Are you worried about the cost of assisted living and nursing home care? As the number of aging Minnesotans increases, more people will need long term care due to health issues such as strokes, Alzheimer’s Disease or Parkinson’s Disease. It is no secret that long term care is costly.
How is long term care paid for?
Medicare and health insurance. Medicare and your private health insurance pay for a limited amount of nursing home care in certain situations. For example, if you fall and need to be in a care facility while you receive physical therapy for a month before you return home, Medicare will likely pay. But Medicare and your health insurance will not pay for long term placements in nursing homes or assisted living communities.

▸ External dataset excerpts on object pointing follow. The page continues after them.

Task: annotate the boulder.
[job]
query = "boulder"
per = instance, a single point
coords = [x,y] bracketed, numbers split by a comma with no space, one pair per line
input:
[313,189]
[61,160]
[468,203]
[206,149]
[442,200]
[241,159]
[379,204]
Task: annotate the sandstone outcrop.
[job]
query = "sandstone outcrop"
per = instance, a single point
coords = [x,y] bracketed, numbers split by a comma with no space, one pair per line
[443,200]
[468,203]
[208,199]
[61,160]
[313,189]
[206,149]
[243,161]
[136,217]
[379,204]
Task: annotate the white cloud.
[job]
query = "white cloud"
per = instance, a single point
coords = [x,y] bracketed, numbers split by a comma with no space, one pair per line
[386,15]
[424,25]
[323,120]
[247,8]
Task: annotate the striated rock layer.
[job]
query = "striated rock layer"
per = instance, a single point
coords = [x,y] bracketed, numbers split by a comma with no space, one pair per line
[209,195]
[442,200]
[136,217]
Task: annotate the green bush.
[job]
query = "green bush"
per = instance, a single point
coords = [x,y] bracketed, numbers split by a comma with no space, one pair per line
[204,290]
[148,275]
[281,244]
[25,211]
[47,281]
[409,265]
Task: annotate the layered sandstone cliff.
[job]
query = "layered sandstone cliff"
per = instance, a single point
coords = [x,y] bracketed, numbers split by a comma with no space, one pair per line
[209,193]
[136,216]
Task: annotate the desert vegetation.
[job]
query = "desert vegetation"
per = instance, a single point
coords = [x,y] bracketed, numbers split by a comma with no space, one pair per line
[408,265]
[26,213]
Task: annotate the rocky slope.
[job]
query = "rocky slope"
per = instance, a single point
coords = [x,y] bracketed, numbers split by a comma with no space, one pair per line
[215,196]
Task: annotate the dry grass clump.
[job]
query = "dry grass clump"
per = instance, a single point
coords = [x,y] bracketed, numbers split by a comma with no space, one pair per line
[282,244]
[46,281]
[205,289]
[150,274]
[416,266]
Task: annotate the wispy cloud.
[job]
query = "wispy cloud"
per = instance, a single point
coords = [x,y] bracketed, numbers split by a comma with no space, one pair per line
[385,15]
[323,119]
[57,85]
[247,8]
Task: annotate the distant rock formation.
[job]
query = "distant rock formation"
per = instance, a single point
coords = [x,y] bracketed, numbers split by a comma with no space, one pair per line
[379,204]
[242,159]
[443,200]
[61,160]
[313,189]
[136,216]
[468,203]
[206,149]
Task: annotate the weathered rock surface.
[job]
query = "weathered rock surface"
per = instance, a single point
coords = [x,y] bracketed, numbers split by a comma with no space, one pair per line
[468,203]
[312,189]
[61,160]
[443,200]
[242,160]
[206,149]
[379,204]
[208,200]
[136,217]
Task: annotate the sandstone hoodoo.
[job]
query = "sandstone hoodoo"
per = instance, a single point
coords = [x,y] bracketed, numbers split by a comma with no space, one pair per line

Long Term Care Insurance. Not many people have long term care insurance but if you do, it will pay for all or part of the cost of your care depending on the terms of your policy.
Your money. Many people use their own funds to pay for long term care costs.
Medicaid or Medical Assistance. The federal Medicaid program is called Medical Assistance in Minnesota. Medical Assistance will pay for long term care costs if you qualify based on your assets and income. You will not qualify for Medical Assistance if you gifted assets in the past sixty months in order to protect those assets. You may have to “spend down” some of your assets before you are eligible for Medical Assistance. For married couples where one spouse needs long term care, there are options and strategies for protecting assets and ensuring the financial well-being of the other spouse.
The rules for Medical Assistance eligibility are complex. Advice from an experienced elder law attorney is essential to properly navigate the Medical Assistance system and can protect a spouse or, possibly, other family members. Every family’s situation is different. Your “spend down” strategy will depend on your assets, debts and income, as well as the specific facts of your family situation.